Свобода воли, если рассматривать ее в контексте жертвоприношения и кровопролития, приобретает иное значение:
Тебе, предположим, из очень-очень высоких нравственных идеалов, велят зарезать ребенка? Ты станешь выбирать: зарезать или не зарезать? И не покажутся ли тебе после этого сами эти идеалы слегка, мягко выражаясь, подмоченными кровью – не собственной, не нашей кровью пролетарьята, а чужой, невинных младенцев, которую, Ленка, чем дальше и внимательнее ты смотришь, тем все больше и больше различаешь на доблестном, уже упившемся, красном стяге» [Терц 1992, 2: 590].[219]
Свободы выбора не существует, когда речь идет о принесении в жертву других.

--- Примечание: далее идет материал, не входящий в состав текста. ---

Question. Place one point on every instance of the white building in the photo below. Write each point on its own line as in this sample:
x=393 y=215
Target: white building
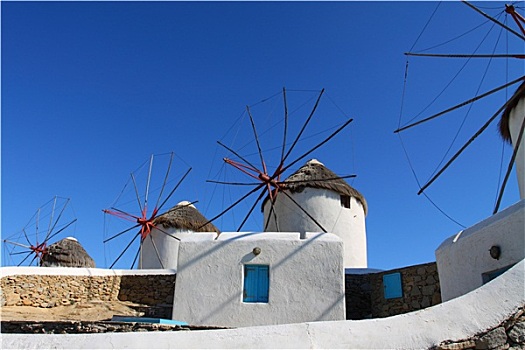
x=511 y=124
x=482 y=252
x=320 y=194
x=252 y=279
x=160 y=249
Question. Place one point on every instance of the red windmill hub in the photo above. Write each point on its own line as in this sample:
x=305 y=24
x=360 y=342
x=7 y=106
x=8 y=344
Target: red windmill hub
x=39 y=250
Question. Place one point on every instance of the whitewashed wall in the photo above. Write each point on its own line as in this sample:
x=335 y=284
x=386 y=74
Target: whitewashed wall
x=167 y=247
x=325 y=207
x=458 y=319
x=517 y=115
x=464 y=257
x=306 y=279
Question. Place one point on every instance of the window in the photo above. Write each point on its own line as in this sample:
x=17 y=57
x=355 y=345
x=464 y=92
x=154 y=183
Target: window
x=345 y=201
x=256 y=283
x=392 y=286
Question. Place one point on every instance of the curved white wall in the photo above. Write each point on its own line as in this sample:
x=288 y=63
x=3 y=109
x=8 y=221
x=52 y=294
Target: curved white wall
x=167 y=248
x=517 y=115
x=306 y=279
x=464 y=257
x=458 y=319
x=325 y=207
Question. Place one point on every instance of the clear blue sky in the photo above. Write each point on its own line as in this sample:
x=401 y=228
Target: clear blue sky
x=91 y=89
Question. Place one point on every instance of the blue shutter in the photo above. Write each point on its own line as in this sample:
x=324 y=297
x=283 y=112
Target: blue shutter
x=256 y=283
x=262 y=279
x=392 y=285
x=250 y=284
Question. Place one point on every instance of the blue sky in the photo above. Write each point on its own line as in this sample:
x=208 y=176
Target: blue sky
x=91 y=89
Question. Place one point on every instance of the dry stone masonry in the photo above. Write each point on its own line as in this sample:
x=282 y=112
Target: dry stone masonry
x=365 y=292
x=508 y=335
x=155 y=292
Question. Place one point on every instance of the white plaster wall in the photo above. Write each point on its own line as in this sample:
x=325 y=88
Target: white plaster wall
x=464 y=257
x=458 y=319
x=167 y=246
x=306 y=279
x=325 y=207
x=517 y=115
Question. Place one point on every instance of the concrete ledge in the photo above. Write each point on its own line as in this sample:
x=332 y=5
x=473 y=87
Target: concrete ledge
x=460 y=318
x=78 y=271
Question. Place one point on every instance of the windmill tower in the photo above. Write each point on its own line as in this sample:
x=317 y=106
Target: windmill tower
x=160 y=249
x=324 y=202
x=511 y=127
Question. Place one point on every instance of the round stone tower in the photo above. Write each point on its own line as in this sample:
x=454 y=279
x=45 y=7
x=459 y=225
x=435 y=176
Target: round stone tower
x=160 y=249
x=511 y=125
x=319 y=195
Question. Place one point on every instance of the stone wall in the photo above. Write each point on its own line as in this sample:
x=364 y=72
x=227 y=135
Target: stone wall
x=508 y=335
x=420 y=290
x=358 y=296
x=365 y=292
x=155 y=292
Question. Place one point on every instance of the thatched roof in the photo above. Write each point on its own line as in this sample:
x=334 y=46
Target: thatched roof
x=185 y=216
x=66 y=253
x=513 y=102
x=315 y=175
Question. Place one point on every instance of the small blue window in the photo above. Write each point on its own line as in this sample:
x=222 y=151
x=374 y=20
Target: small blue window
x=256 y=283
x=392 y=286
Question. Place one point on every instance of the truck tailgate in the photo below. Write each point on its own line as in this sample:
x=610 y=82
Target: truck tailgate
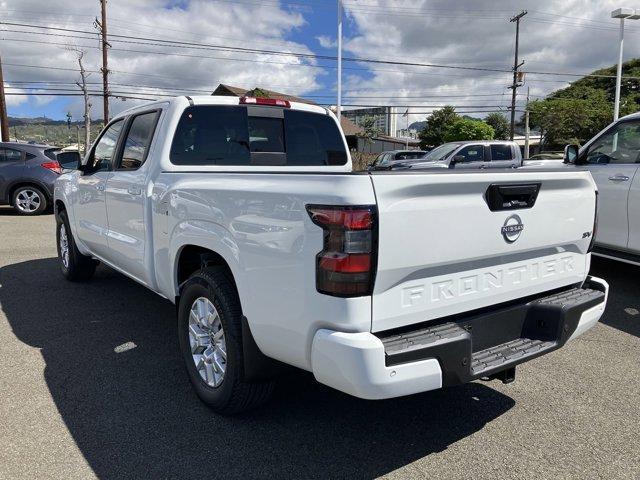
x=442 y=251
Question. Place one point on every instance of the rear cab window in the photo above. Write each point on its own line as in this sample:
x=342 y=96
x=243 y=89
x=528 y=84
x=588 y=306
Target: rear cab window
x=267 y=136
x=501 y=152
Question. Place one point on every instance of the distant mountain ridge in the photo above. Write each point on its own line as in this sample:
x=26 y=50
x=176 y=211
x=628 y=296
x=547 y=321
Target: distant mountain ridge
x=17 y=121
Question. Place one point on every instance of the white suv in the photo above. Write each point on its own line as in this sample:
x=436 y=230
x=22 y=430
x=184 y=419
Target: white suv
x=613 y=157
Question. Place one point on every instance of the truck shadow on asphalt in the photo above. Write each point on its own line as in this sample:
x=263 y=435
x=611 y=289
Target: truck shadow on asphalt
x=133 y=414
x=624 y=284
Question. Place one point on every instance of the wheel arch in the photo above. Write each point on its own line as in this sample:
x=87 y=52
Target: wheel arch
x=11 y=189
x=191 y=258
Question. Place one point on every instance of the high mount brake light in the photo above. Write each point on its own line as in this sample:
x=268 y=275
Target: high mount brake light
x=274 y=102
x=53 y=165
x=346 y=265
x=595 y=227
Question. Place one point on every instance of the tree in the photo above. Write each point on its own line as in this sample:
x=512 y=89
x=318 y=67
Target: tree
x=500 y=126
x=467 y=129
x=436 y=127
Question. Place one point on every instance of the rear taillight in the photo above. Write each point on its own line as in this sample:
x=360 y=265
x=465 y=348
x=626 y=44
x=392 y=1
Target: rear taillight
x=346 y=265
x=274 y=102
x=53 y=165
x=595 y=227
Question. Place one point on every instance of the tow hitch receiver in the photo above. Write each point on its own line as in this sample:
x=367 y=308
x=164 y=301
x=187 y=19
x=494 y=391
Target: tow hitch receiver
x=505 y=376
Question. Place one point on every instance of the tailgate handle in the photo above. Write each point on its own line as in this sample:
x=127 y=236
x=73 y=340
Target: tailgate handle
x=512 y=197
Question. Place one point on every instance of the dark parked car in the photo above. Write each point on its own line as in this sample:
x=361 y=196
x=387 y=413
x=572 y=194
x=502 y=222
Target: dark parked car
x=386 y=160
x=27 y=174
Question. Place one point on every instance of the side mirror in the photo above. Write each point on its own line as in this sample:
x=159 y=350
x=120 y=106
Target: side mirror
x=570 y=154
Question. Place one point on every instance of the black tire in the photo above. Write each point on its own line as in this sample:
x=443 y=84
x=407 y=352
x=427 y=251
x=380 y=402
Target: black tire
x=79 y=267
x=36 y=203
x=234 y=394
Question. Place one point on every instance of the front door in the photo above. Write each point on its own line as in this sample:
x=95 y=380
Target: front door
x=126 y=197
x=90 y=206
x=612 y=159
x=11 y=168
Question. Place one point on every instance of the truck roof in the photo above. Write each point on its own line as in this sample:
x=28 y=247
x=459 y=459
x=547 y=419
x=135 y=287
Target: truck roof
x=212 y=100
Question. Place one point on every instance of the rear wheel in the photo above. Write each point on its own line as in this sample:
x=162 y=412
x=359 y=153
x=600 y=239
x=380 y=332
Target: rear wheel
x=74 y=265
x=210 y=334
x=29 y=200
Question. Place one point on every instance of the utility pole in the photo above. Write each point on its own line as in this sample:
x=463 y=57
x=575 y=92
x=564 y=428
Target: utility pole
x=514 y=85
x=526 y=129
x=82 y=84
x=339 y=106
x=102 y=26
x=4 y=121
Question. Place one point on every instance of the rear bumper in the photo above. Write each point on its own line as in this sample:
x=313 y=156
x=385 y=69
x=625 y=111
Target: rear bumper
x=455 y=350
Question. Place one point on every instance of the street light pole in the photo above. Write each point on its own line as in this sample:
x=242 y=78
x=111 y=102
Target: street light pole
x=622 y=14
x=339 y=106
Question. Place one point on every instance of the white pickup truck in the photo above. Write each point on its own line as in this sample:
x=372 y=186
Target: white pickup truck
x=245 y=214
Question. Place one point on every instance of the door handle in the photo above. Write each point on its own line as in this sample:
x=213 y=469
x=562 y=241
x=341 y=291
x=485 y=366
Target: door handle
x=619 y=178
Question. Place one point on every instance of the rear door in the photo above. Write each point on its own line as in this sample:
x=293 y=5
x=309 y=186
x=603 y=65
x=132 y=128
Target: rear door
x=442 y=251
x=472 y=157
x=125 y=195
x=11 y=168
x=612 y=159
x=502 y=156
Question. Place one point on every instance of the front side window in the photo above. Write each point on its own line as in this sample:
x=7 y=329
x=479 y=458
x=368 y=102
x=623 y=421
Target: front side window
x=471 y=153
x=136 y=145
x=501 y=152
x=228 y=135
x=100 y=159
x=621 y=144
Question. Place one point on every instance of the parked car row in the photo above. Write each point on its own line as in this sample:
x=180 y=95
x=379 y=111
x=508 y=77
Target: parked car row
x=28 y=172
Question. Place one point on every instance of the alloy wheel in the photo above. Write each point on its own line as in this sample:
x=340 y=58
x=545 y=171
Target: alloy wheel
x=206 y=338
x=28 y=201
x=64 y=246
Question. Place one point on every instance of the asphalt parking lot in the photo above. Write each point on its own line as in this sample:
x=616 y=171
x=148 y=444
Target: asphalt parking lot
x=73 y=405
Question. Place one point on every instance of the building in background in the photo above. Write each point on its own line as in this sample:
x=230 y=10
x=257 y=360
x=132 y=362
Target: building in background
x=386 y=118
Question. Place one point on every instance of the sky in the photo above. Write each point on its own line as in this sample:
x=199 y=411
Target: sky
x=465 y=49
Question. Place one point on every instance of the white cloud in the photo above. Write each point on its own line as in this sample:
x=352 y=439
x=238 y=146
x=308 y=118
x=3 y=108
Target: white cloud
x=571 y=36
x=135 y=66
x=326 y=41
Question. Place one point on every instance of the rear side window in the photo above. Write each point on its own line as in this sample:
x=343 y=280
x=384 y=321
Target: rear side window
x=51 y=153
x=501 y=152
x=211 y=135
x=312 y=139
x=68 y=160
x=227 y=135
x=409 y=155
x=472 y=153
x=10 y=155
x=136 y=145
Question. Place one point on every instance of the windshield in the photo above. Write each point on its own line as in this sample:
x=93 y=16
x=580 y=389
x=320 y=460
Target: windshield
x=440 y=153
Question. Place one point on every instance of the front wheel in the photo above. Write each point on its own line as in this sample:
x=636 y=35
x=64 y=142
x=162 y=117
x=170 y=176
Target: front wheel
x=210 y=334
x=29 y=200
x=74 y=265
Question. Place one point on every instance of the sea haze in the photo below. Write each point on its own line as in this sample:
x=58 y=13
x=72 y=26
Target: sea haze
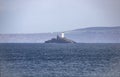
x=59 y=60
x=85 y=35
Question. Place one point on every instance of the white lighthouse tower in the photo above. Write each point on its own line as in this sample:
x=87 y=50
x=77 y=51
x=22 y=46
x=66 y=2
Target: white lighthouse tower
x=62 y=35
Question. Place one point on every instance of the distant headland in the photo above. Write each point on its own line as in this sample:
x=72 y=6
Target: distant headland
x=59 y=39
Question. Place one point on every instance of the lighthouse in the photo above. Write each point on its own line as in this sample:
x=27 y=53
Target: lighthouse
x=62 y=34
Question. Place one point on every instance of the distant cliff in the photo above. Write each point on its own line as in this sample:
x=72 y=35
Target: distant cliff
x=85 y=35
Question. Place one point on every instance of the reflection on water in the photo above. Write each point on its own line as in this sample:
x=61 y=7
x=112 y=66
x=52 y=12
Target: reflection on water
x=60 y=60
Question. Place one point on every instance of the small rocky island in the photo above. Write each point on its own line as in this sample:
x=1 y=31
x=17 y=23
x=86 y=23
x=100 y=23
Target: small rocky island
x=59 y=39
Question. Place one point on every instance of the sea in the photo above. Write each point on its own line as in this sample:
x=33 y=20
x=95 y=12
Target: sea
x=59 y=60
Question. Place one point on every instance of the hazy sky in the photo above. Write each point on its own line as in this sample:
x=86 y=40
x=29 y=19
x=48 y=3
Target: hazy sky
x=36 y=16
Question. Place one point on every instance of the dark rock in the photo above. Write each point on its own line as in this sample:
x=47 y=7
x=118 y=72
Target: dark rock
x=60 y=40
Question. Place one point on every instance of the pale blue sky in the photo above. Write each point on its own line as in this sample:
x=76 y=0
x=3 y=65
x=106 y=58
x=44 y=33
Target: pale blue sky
x=38 y=16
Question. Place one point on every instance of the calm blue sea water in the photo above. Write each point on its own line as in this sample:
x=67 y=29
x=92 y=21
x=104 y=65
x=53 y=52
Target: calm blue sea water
x=59 y=60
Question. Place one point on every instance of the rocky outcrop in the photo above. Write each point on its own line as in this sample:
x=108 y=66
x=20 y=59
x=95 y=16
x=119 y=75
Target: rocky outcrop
x=60 y=40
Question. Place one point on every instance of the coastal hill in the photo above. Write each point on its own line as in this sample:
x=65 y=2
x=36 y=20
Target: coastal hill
x=84 y=35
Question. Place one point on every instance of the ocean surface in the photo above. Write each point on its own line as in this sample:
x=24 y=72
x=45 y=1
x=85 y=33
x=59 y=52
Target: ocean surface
x=59 y=60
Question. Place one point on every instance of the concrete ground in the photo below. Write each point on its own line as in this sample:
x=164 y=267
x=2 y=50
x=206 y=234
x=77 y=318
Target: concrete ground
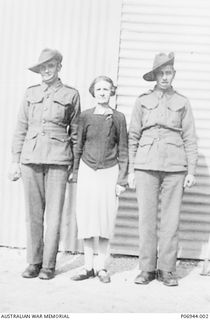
x=61 y=295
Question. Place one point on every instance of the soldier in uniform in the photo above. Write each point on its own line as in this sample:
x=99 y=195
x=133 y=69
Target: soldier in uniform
x=163 y=156
x=43 y=144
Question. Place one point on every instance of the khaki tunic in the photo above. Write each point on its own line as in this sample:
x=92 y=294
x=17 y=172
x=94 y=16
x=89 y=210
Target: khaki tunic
x=47 y=125
x=162 y=133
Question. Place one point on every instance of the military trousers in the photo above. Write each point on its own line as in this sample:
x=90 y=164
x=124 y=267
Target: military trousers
x=158 y=251
x=44 y=189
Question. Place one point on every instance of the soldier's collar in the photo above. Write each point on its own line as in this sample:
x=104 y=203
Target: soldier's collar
x=55 y=86
x=161 y=92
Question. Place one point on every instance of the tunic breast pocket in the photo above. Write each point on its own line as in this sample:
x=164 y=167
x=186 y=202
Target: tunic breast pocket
x=61 y=109
x=144 y=148
x=149 y=114
x=174 y=116
x=35 y=108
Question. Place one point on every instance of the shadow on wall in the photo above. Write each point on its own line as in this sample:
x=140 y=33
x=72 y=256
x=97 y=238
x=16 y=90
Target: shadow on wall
x=195 y=215
x=194 y=221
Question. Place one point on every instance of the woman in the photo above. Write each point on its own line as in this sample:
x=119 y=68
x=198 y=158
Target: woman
x=102 y=158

Единственная свобода, которая достижима – та, о которой поначалу напоминает описание Хмельницкого в конце его «выступления»: мучительная свобода изоляции, чувство изгоя, «очнувшегося вдруг в одиночестве» [Терц 1992, 2: 591]. Это отголоски тех упреков в предательстве, что связывают этот ранний период жизни с эмигрантским опытом Синявского. В глазах Советского государства он действовал как предатель, спасая Элен, а в глазах эмигрантов его верность России сочтена сомнительной; следовательно, он все еще остается «врагом народа» и «русофобом».
Однако ощущение изоляции, как он убедительно демонстрирует читателю, соотносимо с инаковостью не слабого и трусливого Хмельницкого, а Гамлета, похожего на Христа, пастернаковского русского Гамлета, пробужденного в «Голосе из хора». Синявский не скрывался в своей башне из слоновой кости, когда необходимо было сделать выбор в отношении Элен, он действовал. Но для него недостаточно было бы просто опровергнуть обвинения против себя действиями, какими бы важными они ни были. Его оправдание и освобождение заключались в искусстве, чистом искусстве как активном, этическом ответе на вызов его времени.
Башня из слоновой кости служит тому примером. Отвечая на упреки, он говорит о Лефортовской тюрьме: «Вот она – Башня. Слоновая кость» [Терц 1992, 2: 562]. Лефортово – не просто тюрьма, оно для Синявского часть его самого; именно здесь официальное и неофициальное сливается в революционной родословной его отца: «У меня отец еще сидел в Лефортове» [Терц 1992, 2: 398]. В его собственном пребывании среди товарищей-зеков была особая гордость, а его легендарный статус придавал ему ауру, вполне подходящую для совершения героических подвигов.
Подвиг Синявского – в освобождении через алхимию языка. Разводя лефортовские стены «боковым зрением», он открывает дверь в параллельное измерение, где «нежилые железные леса» тюрьмы превращаются в сказочный замок, весь из света и воздуха. Трансформация достигается через воображение и постоянное наращивание, казалось бы, случайных ассоциаций, которые неявно переходят одна в другую. Начиная с вездесущего образа «паука»-Сталина и «тарантула»-Хмельницкого и заканчивая государством, ищущим и пожирающим беззащитных жертв, Синявский превращает паука в «вечного труженика», плетущего свою легкую паутину, и ее тонкие нити, подобно его метафорам и аналогиям, переплетаются на просторах печатного листа: «от мертвого паука к живым струнам арфы» [Терц 1992, 2: 564].